Percy was different – he was born a dwarf. Abandoned by his family at an early age, he eventually found work in a travelling circus and in 1917 came as a yardman to “Broadwater”, a well-known Cowes guest house. The owners provided Percy with a home until his death and in turn he scrubbed pots in the kitchen, stoked the fire and tended the garden.
“Broadwater” was set in a picturesque garden near the foreshore of Lovers Walk. It was surrounded by well-kept lawns that quickly browned in the heat of the summer sun.
The foreshore then was a setting of natural beauty – tall banksias, thick coastal ti-tree and native plants. It was a place of tranquillity and peace.

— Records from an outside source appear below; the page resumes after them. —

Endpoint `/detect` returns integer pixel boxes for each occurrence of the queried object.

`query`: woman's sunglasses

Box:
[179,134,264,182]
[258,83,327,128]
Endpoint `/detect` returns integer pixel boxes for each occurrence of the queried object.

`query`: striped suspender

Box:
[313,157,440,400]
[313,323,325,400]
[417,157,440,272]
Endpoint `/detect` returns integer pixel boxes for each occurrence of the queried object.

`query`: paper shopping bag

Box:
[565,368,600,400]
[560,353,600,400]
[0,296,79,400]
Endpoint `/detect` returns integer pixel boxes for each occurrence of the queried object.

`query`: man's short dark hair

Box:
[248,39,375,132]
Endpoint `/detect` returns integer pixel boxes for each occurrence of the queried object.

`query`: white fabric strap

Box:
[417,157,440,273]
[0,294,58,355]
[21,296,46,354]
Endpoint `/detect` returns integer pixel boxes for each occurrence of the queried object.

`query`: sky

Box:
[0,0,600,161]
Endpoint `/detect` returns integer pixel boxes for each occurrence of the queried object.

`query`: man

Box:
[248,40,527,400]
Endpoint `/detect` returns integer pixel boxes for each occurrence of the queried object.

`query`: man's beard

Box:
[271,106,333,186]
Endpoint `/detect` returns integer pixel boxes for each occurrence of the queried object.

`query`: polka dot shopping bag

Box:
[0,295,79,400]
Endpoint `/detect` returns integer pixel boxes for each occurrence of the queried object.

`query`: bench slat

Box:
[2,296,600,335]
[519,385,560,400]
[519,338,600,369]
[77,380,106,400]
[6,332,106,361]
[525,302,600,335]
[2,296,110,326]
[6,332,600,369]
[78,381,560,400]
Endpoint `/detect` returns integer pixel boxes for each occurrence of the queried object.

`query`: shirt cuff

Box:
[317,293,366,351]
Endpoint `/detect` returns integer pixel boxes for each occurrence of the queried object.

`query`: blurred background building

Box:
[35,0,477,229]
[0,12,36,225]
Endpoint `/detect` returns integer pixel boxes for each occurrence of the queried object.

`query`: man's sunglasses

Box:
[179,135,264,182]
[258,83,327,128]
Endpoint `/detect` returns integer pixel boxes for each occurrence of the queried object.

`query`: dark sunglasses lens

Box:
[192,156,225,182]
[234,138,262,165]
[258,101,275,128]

Each afternoon about 4 o’clock, his chores completed, Percy would make his way along Lovers Walk to the local hotel, the Isle of Wight, for his daily pint. (I was told he was always shouted his drink.) His attire was always the same – khaki trousers held up by braces and a collarless shirt topped by a navy waistcoat. He carried a small sack over his shoulder and a battered grey hat sat cheekily on the back of his head.
Percy resembled a story-book character as he trotted briskly along the narrow, sandy track. Often he broke into a little skip and his whistling seemed to be the signal for numerous dogs to appear. Some delighted in playfully snapping at Percy’s highly polished black shoes, while others were content just to trot along beside him.
Children also often joined the happy procession. They would laugh as Percy pretended to admonish them, swinging his sack in their direction. Sometimes he produced his water pistol and gave them a friendly squirt.
This procession of Percy, dogs and children continued for many years until a fall in the late 1960s resulted in Percy breaking his hip. This accident considerably slowed down his activities in his later years.
Percy died on his birthday, June 12, 1974. His grave, with its inscribed head-stone, sits on a hill in the Phillip Island Cemetery.